While Johnson was burbling about Peppa Pig to the big business CBI conference, Starmer made a speech that was music to their ears, emphasising “fiscal discipline”, “never spending money just for the sake of it”, and “stable government”, all thinly disguised code for acting in the interests of the capitalist class. He reiterated that Labour would leave the energy companies in private hands, and then drove the point home by removing Ed Miliband as business secretary.

Miliband is far from being on the left, but had had the temerity to reportedly support some form of public ownership of energy companies, so was ditched as part of a reshuffle that created an ultra-Blairite shadow cabinet.

Clearly, the capitalist class can rely on Starmer’s New Labour. The task facing the working class is to begin building a new mass workers’ party.
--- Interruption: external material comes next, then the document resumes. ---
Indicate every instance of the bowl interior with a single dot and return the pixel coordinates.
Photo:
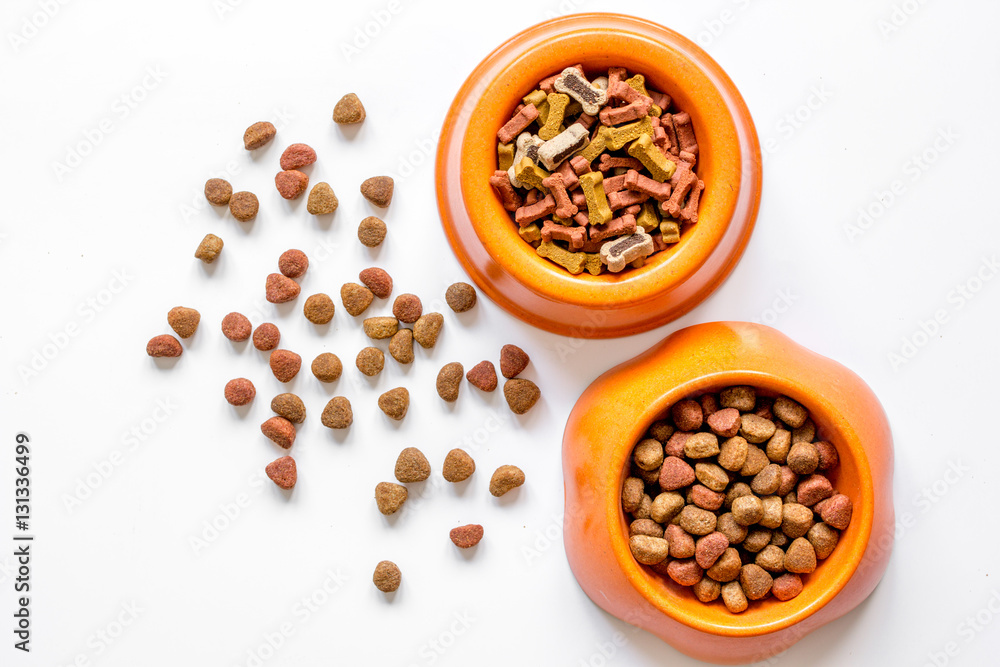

The Socialist Party will support every step towards the workers’ movement founding such a party.

This includes standing candidates as part of the Trade Unionist and Socialist Coalition in next May’s local elections. It also includes encouraging as many trade unionists as possible to stand as anti-austerity candidates in those elections. And, of course, it includes arguing for workers’ representatives, when elected, to only take a workers’ wage, and to use their platform to fight for socialist policies.